Closed DyuthiVivek closed 1 year ago
hi @nikhil25803 i also used web-scraping in my project named as course differentiator using beautiful soup where I scrape the data of course providing platforms like coding ninjas, Coursera, etc. I can easily scrape the LinkedIn data easily please assign this task to me I m a GSSOC'23 contributor
Sure, go ahead @mvpfrever. Make a different module and class first as per the project structure. Do not add multiple methods at first. Start with your name and bio.
So @mvpfrever - Create a Separate class and create a method to get the name on the providing account ID.
Eg. - For the URL https://www.linkedin.com/in/nikhil25803/
, my Id is nikhil25803
. Create a method .get_name()
to scrape the name.
And @mvpfrever - You work on the scraping of the Bio of the user.
You two can connect for this issue, so that do not create a separate module at once.
@nikhil25803 sir I have to scrape both name and bio? And 1 more thing we have to scrape a data of any organization's employee or whole the linkdin user because there are so many user in LinkedIn
Scrape the name only at first @mvpfrever. And we have to scrape the data of a particular user based on the user ID provided. I have shown you the example as well.
@nikhil25803 sir the scraping of name by link provided by user is done
@nikhil25803 Since I have created this issue and have asked for it to be assigned to me first, can I have the first shot at it?
Sure @DyuthiVivek !! Get in touch with @mvpfrever and co-ordinate on this.
Sir name scrapped what next?
@nikhil25803 I am working on scraping the bio, I will be done by the weekend.
Hi, I'm Babar Rasheed (Contributor GSSOC'23) Many websites don't offer API so to tackle this we can use Web Scraping to access data in an easy and structured manner. Python libraries like bs4, BeautifulSoup, Scrapy, Selenium, etc. are generally used for web scraping. Here I'm willing to apply these libraries and use an effective way of Multiprocessing to speed up Web Scraping. Multiprocessing is very helpful when multiple URLs are scraped to get the data. It will perform scraping on multiple URLs thus saving our time.
@DyuthiVivek is bio scraping done?
@mvpfrever I am working on it and will raise my pr as soon as I am done. If there is no dependency for you, you can raise your pr.
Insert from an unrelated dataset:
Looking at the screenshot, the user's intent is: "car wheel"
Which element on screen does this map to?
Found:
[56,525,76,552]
Guys @mvpfrever and @DyuthiVivek, any updates?
@nikhil25803 sir I already completed my part waiting for your call what next I have to do
Make a PR @mvpfrever
@nikhil25803 LinkedIn seems to be resisting scraping by throwing a captcha or by forcing to add a verification code sent via e-mail. This breaks the scraping logic. It seems to work for only some profiles. Any tips on how to avoid verification?
@DyuthiVivek | Maybe that is the issue, I do not have any solution in mind for now. If possible, give it one more try, else close the issue for now.
@nikhil25803 closing the issue.
Hi @nikhil25803, I am a GSSOC'23 contributor
A feature that gets the LinkedIn information of a user could be added. Using web scraping, we can fetch information about a user's profile on LinkedIn, such as: bio, education, experiences, activity, connections, followers, etc.
Kindly assign me this issue.